В конце выступления обведет всех своими трупными глазами. Просто удивительно, до чего жуткие были эти глаза! Мутные, как у снулой рыбы, к тому же маленькие и неподвижные.
Все молчат… Кто осмелится спорить?!
Нет! Как перед Богом скажу, положа руку на сердце: ни разу, ни одного единственного раза я не смолчала!

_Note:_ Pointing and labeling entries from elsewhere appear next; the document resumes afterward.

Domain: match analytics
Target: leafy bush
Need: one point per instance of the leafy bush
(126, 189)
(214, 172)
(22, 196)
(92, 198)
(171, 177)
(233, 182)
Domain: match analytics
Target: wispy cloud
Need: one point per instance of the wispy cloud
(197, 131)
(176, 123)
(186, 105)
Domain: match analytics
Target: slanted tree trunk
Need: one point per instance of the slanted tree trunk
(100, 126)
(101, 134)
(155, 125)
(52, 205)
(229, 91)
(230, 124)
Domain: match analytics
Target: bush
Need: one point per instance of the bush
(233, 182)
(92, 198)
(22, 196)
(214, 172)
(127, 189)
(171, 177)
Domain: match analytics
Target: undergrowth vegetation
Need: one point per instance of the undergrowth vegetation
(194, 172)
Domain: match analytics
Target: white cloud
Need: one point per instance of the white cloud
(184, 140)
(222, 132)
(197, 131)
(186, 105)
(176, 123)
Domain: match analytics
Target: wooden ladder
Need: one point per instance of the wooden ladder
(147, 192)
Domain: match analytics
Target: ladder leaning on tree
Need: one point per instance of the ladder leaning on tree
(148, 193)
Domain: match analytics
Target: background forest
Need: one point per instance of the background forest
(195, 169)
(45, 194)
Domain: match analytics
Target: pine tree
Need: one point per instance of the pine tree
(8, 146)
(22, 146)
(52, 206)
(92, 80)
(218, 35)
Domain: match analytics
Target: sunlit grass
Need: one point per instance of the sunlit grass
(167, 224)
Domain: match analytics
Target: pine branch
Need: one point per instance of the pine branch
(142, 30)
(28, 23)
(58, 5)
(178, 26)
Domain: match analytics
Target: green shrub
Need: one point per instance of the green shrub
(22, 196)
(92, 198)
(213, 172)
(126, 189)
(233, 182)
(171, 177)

— Норма! Кто дал вам право самовольно повышать норму? Она установлена государством. Для нашего же северного района она и так непомерно велика: световой день короток; мы и так нарушаем трудовой закон — закон, охраняющий безопасность трудящихся! Мы работаем в темноте. Представители профсоюза обязаны на месте установить размер нормы и ее оплату! Обязательства должны принимать рабочие сами, добровольно. А их берете вы и обсуждать не разрешаете. Официально у нас восьмичасовой рабочий день, но мы работаем по 12, и притом без выходных. Мы понимаем: сейчас война и наш трудовой фронт тоже фронт. Но допустимо ли урезать и без того смехотворный заработок? Вы говорите: «Повысить качество древесины». Но как превратить лес, триста лет боровшийся за существование в исключительно тяжелых условиях северных болот, в полноценный лес более южных районов, достигающий того же размера в 40 лет? Неужели для того, чтобы вы еще раз получили 40 тысяч рублей премии, надо сжечь еще больше леса низкого качества? Целесообразно ли превращать в дым лес, народное богатство?! И не преступно ли таким путем еще урезать и без того низкий заработок лесорубов?!